Region Four Returning Officer, Clairmont Mingo on Thursday, filed an affidavit in the High Court asking for his release from police custody.

Mingo’s wife, Waveney, in an affidavit, contends that “I am advised by our Attorneys-at-Law and verily believe the same to be true that the police are in breach of the applicant’s fundamental right to his liberty…that the applicant has been detained without lawful excuse and in violation of his constitutional rights.”

The writ of habeas corpus was served on Police Commissioner Nigel Hoppie. It comes up for hearing today at 13:30hrs before Justice Brassington Reynolds.

The affidavit added that the arrest and continued detention of Mingo is unlawful, unconstitutional, and is an abuse of power. Besides, she is arguing that unless the Commissioner of Police is directed to forthwith release Mingo, he will suffer gross violations of his guaranteed and protected constitutional rights for a protracted period of time.

On August 25, 2020, Mingo was arrested and taken to the Criminal Investigation Department (CID) of the Guyana Police Force (GPF) for questioning concerning electoral fraud.

Mingo, the Guyana Elections Commission’s Returning Officer for Region Four, has been accused of attempting to alter the March 2 elections results in favour of the APNU/AFC Coalition.

The Police Force, a few days ago, announced that it was investigating alleged criminal conduct by Mingo along with others, including Chief Elections Officer Keith Lowenfield, who is also currently facing private criminal fraud charges before the courts.

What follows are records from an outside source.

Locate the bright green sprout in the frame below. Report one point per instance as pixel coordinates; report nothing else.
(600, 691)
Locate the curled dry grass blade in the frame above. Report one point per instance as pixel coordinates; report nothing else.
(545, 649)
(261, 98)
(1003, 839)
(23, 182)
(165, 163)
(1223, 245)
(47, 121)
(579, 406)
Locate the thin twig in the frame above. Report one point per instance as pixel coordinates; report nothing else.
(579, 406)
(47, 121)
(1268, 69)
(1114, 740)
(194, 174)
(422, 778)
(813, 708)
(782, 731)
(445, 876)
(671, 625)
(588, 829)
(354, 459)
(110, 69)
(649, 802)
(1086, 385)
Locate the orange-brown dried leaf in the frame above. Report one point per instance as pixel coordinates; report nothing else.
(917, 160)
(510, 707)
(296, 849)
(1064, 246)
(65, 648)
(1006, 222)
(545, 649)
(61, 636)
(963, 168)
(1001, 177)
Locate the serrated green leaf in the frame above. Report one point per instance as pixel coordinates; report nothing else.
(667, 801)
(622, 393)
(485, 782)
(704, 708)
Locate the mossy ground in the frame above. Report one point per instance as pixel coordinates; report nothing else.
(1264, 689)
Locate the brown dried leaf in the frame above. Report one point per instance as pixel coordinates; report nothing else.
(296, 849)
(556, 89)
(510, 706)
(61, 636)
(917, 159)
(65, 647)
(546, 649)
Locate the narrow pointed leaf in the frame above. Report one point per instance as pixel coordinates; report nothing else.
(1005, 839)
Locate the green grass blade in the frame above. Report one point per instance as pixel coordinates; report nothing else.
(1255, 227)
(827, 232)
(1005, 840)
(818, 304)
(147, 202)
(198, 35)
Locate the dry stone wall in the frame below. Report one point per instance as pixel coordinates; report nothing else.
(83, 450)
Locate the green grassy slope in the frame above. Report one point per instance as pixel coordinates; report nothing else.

Mingo’s attempts to alter the results of the elections led to the national recount exercise, which ultimately proved the significant differences in the figures being called by the RO compared to the actual numbers of votes cast.

Following his arrest, four of his assistants were picked up shortly after and are currently in police custody.

On March 2, the original counting of the ballots cast had proceeded smoothly and had been completed in nine (9) regions with the PPP/C in a major lead.

But the tabulation of Statements of Poll (SoPs) was interrupted in District Four (Demerara-Mahaica) after Mingo switched from the legal procedure – which ensures transparency – whereby each SoP had to be exhibited to the stakeholders present to enable comparison to their copies.
However, Mingo diverted to a procedure where the purported numbers from the SoPs were incorporated into a consolidated spreadsheet. This led to immediate calls for transparency from both local and international observers.

This led to the High Court case when all the parties excepting APNU/AFC protested the sleight of hand that facilitated an inflation of the party’s votes.

Following the High Court’s decision, Mingo was ordered to revert to the prescribed procedure, but he repeated his subterfuge in another guise and submitted totals that varied substantially from those of other parties and had the APNU/AFC ahead rather than the PPP/C.

The Chairwoman of GECOM, Retired Justice Claudette Singh, agreed to a recount of the votes, which had been proposed by Granger and approved by Bharrat Jagdeo after an intervention by several Caricom leaders.